The desire for optimization not only pervades our private and working lives in countless ways, but also plays a central role in practically all areas of applied mathematics. However, the specific problems and solution methods differ greatly depending on the mathematical discipline.

Our central area of research and teaching is discrete optimization. This deals with problems whose solutions require “discrete” decisions. This contrasts with continuous optimization: for the optimal composition of a stock portfolio, for example, it may make sense to invest 52.7% of the available funds in stock A, 32.3% in stock B and 15% in stock C. In contrast, any algorithm used for a navigation system must make a full decision between discrete options at every intersection - no user of this navigation system will be happy with the suggestion to turn left at 52.7%.

Mathematically, discrete decisions can often be formulated as integer constraints. These change the properties and complexity of the optimization problems considerably, which means that the most successful ideas of continuous optimization (derivative/gradient, local extrema, convexity) are only rarely and indirectly applicable in discrete optimization.

Finite graphs or networks are a versatile tool for modeling discrete optimization problems.Therefore, our second focus is on graph theory. In addition to algorithmic aspects, we study structural properties, where there is often fruitful interaction - deep structural insights enable efficient algorithms and, conversely, algorithmic questions motivate interesting structural research. Structural questions that drive us are e.g:

    Which structures characterize a certain class of graphs?
    Which properties allow us to color a graph with a few colors?
    How do structural parameters influence algebraic parameters of a graph?

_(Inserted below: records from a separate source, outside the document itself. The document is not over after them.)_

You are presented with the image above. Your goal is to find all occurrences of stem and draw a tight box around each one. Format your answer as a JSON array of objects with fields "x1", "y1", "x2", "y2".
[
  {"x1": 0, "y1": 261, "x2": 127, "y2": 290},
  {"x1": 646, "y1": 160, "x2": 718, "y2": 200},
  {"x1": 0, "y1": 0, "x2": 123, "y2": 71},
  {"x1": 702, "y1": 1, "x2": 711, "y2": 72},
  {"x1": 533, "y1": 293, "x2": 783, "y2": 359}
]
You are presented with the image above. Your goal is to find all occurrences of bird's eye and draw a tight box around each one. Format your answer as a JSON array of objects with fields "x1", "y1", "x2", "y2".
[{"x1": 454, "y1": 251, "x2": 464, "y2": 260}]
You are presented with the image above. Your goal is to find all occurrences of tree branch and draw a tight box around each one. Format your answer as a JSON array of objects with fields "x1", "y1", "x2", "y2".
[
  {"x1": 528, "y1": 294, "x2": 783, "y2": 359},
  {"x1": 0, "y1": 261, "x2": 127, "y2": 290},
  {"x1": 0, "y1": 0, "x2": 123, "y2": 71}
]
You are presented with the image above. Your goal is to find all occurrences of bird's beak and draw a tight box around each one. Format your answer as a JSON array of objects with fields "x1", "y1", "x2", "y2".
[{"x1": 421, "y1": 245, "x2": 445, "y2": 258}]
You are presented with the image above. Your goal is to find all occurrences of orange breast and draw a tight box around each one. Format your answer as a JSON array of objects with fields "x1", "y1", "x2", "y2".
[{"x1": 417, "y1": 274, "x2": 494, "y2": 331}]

Compared to classical fields of mathematics, discrete optimization and graph theory are comparatively young disciplines.In fact, the development of computers has contributed significantly to their dynamic development in recent decades.This is due to the fact that computers are ultimately machines for manipulating discrete data and the algorithmic methods developed and analyzed by discrete optimization are only of great practical use when implemented on computers.Due to their young age, discrete optimization and graph theory are still full of fundamental open problems that are often very easy to formulate.
It is already possible to deal with these open questions and make your own contributions as part of a Bachelor's or Master's thesis. As a result, it is not uncommon for theses to lead to scientific publications.

The proximity to relevant applications also makes the Institute of Optimization and Operations Research a suitable partner for the technical supervision of work placements. During such internships, the methods from the lecture are often further developed and adapted in order to solve specific algorithmic problems from practice.